The method seems to be well motivated, and the hierarchical structure modeling method seems to align the structure of language and 3D parts. The method enables part-level shpae manipulation, whcih allows for fine-grained control over shape edits (although I have some concerns outlined in the weaknesses section). The paper demonstrates strong empirical results on the Text2Shape dataset, and can be extended to other larger existing datasets, like ShapeTalk.

缺点

The method does not seem to produce part-disentangled edits -- For instance, in Figure 6, adding armrest to the chair changes the thickness of the legs, the width and the shape of the back as well.
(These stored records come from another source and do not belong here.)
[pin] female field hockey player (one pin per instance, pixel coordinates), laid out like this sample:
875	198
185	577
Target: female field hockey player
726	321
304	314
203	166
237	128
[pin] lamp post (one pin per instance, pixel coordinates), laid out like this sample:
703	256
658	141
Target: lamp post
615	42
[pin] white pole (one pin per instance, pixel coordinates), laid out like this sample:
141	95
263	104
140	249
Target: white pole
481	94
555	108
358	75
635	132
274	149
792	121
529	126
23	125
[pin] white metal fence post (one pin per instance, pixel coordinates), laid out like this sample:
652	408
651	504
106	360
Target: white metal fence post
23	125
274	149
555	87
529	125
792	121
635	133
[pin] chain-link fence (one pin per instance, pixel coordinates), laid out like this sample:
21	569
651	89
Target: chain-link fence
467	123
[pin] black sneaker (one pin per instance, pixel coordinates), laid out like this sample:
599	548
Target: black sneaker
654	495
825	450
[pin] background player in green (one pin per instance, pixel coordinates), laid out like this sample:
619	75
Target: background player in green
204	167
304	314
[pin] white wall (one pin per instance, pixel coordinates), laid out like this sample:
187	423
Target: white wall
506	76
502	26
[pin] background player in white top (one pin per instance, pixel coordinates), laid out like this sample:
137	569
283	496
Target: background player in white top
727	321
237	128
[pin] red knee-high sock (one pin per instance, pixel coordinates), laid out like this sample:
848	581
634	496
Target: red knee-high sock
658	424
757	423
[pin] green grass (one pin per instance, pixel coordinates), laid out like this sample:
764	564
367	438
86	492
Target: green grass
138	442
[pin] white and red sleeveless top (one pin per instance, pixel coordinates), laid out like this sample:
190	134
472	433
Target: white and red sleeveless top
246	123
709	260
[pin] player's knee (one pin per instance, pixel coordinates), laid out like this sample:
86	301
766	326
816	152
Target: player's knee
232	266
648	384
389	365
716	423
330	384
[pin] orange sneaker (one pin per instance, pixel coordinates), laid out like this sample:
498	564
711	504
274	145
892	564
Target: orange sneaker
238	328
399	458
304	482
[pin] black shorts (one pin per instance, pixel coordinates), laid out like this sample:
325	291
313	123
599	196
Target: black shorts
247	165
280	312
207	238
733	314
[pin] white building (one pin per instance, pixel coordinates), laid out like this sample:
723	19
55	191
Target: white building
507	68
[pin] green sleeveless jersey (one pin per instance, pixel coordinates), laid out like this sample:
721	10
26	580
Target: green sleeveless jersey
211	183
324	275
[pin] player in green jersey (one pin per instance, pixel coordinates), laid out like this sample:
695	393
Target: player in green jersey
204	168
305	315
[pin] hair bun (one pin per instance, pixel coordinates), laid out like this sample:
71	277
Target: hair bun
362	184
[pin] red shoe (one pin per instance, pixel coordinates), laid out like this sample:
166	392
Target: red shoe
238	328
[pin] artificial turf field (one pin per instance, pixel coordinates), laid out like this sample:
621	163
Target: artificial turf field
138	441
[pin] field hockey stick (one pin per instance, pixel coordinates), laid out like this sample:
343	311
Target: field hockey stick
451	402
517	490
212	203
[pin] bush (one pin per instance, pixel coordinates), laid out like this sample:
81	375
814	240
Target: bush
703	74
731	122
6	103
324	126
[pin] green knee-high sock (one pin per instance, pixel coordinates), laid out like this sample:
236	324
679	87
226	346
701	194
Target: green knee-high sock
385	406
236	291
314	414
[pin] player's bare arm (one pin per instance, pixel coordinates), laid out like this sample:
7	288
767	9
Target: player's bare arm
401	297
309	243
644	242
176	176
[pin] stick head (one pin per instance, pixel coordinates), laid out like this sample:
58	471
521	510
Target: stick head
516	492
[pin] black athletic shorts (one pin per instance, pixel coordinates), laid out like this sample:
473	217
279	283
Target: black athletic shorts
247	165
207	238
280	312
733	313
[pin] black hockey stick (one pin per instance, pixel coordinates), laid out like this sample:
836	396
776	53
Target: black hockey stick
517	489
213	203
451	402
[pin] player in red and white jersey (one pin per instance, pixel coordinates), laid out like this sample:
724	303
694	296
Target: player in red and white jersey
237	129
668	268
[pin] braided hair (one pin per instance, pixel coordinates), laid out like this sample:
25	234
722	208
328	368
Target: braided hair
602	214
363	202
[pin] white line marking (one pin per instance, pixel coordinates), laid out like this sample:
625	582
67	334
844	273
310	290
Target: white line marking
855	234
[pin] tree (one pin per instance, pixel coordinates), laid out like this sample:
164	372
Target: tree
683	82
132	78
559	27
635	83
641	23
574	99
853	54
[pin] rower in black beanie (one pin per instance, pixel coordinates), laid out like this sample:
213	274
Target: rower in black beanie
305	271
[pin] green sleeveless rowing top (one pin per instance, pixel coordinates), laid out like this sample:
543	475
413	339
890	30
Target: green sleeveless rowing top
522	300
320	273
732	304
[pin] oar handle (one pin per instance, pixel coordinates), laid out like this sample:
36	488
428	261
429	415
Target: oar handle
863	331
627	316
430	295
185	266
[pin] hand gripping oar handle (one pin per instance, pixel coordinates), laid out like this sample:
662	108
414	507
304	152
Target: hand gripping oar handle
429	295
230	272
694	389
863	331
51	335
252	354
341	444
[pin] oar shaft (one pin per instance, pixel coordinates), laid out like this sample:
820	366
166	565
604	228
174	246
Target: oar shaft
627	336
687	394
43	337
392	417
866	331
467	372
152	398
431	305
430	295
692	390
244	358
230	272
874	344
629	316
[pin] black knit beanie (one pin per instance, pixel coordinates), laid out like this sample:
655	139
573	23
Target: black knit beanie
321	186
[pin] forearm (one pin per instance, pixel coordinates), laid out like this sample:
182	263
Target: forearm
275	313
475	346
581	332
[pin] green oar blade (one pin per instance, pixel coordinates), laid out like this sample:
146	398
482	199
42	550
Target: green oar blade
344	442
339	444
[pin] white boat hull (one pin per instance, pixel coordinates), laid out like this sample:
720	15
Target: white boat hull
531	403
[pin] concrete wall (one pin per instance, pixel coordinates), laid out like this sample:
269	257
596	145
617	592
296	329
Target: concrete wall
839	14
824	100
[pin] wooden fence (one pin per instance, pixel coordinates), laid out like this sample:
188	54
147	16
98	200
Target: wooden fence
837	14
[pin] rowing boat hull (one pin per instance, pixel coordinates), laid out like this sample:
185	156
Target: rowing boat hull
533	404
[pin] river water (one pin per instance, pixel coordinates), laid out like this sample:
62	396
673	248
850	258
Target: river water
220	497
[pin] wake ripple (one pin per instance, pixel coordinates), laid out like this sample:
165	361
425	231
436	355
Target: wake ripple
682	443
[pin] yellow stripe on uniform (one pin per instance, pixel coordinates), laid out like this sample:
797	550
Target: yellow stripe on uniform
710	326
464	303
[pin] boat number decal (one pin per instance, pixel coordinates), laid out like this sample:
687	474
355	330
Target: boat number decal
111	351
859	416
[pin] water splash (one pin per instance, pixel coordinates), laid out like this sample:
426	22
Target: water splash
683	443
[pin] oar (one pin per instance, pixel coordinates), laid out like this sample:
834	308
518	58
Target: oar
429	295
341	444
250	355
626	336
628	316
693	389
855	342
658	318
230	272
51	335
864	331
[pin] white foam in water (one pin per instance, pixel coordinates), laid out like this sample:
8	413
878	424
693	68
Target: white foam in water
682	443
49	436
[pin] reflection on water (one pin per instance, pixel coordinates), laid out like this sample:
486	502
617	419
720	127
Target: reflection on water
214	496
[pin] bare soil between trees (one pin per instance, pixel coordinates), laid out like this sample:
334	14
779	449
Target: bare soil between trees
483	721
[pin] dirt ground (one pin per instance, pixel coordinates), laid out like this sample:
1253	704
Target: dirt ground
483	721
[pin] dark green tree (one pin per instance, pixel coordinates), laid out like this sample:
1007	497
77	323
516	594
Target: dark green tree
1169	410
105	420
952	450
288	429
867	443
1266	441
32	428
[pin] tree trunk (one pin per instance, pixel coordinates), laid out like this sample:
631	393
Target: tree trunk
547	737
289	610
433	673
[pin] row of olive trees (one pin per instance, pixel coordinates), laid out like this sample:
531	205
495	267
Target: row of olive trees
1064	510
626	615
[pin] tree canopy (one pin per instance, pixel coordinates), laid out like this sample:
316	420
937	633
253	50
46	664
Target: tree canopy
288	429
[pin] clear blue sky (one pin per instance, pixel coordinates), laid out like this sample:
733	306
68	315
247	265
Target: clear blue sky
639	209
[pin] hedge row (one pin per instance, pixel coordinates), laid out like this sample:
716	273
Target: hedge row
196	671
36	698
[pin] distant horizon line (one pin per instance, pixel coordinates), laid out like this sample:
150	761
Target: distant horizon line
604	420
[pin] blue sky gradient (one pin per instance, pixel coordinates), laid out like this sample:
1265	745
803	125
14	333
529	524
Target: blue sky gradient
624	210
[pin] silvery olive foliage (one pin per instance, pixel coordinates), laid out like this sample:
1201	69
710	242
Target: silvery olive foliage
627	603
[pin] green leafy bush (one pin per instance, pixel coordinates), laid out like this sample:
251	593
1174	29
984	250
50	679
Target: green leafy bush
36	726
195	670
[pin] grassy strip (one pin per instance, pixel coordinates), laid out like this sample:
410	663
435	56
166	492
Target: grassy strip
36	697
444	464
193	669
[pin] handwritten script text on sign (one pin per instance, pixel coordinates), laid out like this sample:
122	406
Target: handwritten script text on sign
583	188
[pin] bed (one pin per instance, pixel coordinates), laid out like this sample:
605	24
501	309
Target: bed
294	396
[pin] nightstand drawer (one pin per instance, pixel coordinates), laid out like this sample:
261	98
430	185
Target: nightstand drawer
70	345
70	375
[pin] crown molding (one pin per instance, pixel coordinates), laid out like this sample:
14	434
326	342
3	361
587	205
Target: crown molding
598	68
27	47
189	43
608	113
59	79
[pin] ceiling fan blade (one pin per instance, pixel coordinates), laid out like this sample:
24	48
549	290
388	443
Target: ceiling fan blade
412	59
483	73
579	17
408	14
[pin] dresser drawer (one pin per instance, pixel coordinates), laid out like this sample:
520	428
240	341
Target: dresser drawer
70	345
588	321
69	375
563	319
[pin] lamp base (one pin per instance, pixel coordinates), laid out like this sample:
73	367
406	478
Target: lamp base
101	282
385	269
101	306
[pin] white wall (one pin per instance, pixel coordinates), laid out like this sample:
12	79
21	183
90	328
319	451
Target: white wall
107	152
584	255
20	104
Some prior work in this area have shown that part-disentanglement can naturally emerge from training with natural language (https://arxiv.org/abs/2112.06390 and https://arxiv.org/abs/2212.05011). Are any of the regularizations/tricks applied in these papers applicable to improving the part-disentanglement of the edits in your method?

问题

Could the method be used with contrastive utterances used to discriminate between two shapes? If so, it also means that you can leverage a much larger set of utterance data existing in larger datasets like the one used in https://changeit3d.github.io/.

撤稿通知

2024-11-14

I have read and agree with the venue's withdrawal policy on behalf of myself and my co-authors.